Mais si ce Lula, reconstruit par la gauche et par lui-même, est irréaliste, et que le PT a effectivement été la cible de plusieurs scandales de corruption, il n’en est pas moins vrai que l’anti-lulisme est le vecteur de puissantes forces inégalitaires et réactionnaires qui marquent l’histoire brésilienne. Et elles sont très actives aujourd’hui. Il est remarquable que l’expérience très modérée du PT soit maintenant présentée comme une «dictature communiste» ou «dictature syndicale» dans le contexte d’un esprit anti-plébéien à fleur de peau, auquel s’ajoutent le racisme et le «classisme» [haine de classe] d’une grande partie de l’élite brésilienne.
En vérité, Lava Jato a fait tomber plusieurs figures autrefois puissantes, comme Eduardo Cunha [président de la Chambre des députés jusqu’en juillet 2016 et condamné à 17 ans de prison] lui-même – l’architecte du coup d’Etat parlementaire contre Rousseff; ou encore l’homme d’affaires Marcelo Odebrecht. Lava Jato ne peut être réduit à une guerre anti-PT. Mais il n’en est pas moins vrai que la vengeance de classe est latente dans les imaginaires créés autour de la lutte contre le lulisme en tant que phénomène politico-social.

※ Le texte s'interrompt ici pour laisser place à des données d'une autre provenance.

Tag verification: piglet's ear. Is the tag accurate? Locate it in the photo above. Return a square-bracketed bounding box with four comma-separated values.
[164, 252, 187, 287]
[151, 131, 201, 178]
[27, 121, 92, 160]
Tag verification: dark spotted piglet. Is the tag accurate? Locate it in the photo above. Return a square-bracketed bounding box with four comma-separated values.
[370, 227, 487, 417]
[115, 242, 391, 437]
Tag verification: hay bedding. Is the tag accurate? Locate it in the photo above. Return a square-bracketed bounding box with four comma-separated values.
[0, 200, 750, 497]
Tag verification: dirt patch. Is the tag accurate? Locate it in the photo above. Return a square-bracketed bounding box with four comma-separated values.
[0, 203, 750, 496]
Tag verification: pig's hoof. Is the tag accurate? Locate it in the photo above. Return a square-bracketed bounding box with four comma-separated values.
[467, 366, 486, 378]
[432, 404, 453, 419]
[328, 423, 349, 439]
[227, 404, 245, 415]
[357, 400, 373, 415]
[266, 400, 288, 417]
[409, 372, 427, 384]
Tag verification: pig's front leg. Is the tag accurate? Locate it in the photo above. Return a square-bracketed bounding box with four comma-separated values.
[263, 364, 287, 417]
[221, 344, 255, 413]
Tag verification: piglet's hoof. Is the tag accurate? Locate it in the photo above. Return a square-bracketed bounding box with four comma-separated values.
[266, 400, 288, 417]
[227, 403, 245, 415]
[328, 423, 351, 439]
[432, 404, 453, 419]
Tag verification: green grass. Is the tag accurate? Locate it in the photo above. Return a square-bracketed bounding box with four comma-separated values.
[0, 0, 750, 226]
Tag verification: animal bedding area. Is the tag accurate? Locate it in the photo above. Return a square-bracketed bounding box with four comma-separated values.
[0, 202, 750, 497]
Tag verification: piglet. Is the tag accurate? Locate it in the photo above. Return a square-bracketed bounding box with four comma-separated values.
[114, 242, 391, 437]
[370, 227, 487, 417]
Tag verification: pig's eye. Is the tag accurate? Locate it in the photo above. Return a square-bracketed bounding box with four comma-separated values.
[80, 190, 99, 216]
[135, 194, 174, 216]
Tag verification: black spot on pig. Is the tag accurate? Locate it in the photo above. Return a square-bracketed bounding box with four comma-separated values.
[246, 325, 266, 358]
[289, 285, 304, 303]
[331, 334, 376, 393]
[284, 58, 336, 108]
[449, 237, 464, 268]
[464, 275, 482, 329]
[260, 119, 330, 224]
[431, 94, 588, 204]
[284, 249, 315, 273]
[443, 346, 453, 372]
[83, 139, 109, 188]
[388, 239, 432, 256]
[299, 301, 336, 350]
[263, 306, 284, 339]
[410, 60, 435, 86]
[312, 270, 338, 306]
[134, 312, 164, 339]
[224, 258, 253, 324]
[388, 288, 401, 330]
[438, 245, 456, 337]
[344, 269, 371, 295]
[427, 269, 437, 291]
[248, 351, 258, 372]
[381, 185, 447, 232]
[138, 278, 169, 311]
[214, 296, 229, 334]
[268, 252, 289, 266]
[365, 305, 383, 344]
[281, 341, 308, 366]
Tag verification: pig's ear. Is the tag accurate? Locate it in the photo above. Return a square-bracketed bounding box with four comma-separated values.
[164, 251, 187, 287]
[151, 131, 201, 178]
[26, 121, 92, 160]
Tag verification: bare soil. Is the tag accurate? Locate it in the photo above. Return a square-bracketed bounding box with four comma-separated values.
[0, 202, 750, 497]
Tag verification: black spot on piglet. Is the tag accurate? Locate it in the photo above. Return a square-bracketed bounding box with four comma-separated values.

Le cas brésilien montre que la lutte contre la corruption peut s’accompagner d’une forte détérioration démocratique et institutionnelle: l’assassinat de la conseillère Marielle Franco; la corruption effrontée qui va du président Michel Temer à la plupart des députés, y compris les gouverneurs et les fonctionnaires de toutes sortes et de tous les niveaux; l’extension des espaces de liberté pour défendre publiquement la dictature militaire; la transformation de la délation en une sorte de négoce dans lequel l’information est marchandée et récompensée par des diminutions de peine d’une manière non transparente. Tout cela a allumé plusieurs signaux d’alarme sur la dé-démocratisation du pays.
Le second candidat dans les sondages pour les élections d’octobre, Jair Bolsonaro, est l’expression de cette dégradation. Ex-militaire, avec un discours anti-corruption et anti-élite, Bolsonaro relève de l’extrême-droite; son discours est en permanence épicé d’accès homophobes, racistes et misogynes. Ainsi, il a dit qu’une erreur de la dictature était de torturer plutôt que de tuer et que s’il avait un fils gay, il préférerait qu’il meure dans un accident avant qu’il ne se montre avec un autre homme. Il a également dit à une députée du Congrès qu’elle était trop laide pour être violée. Il est crédité de 18% des intentions de vote dans les sondages.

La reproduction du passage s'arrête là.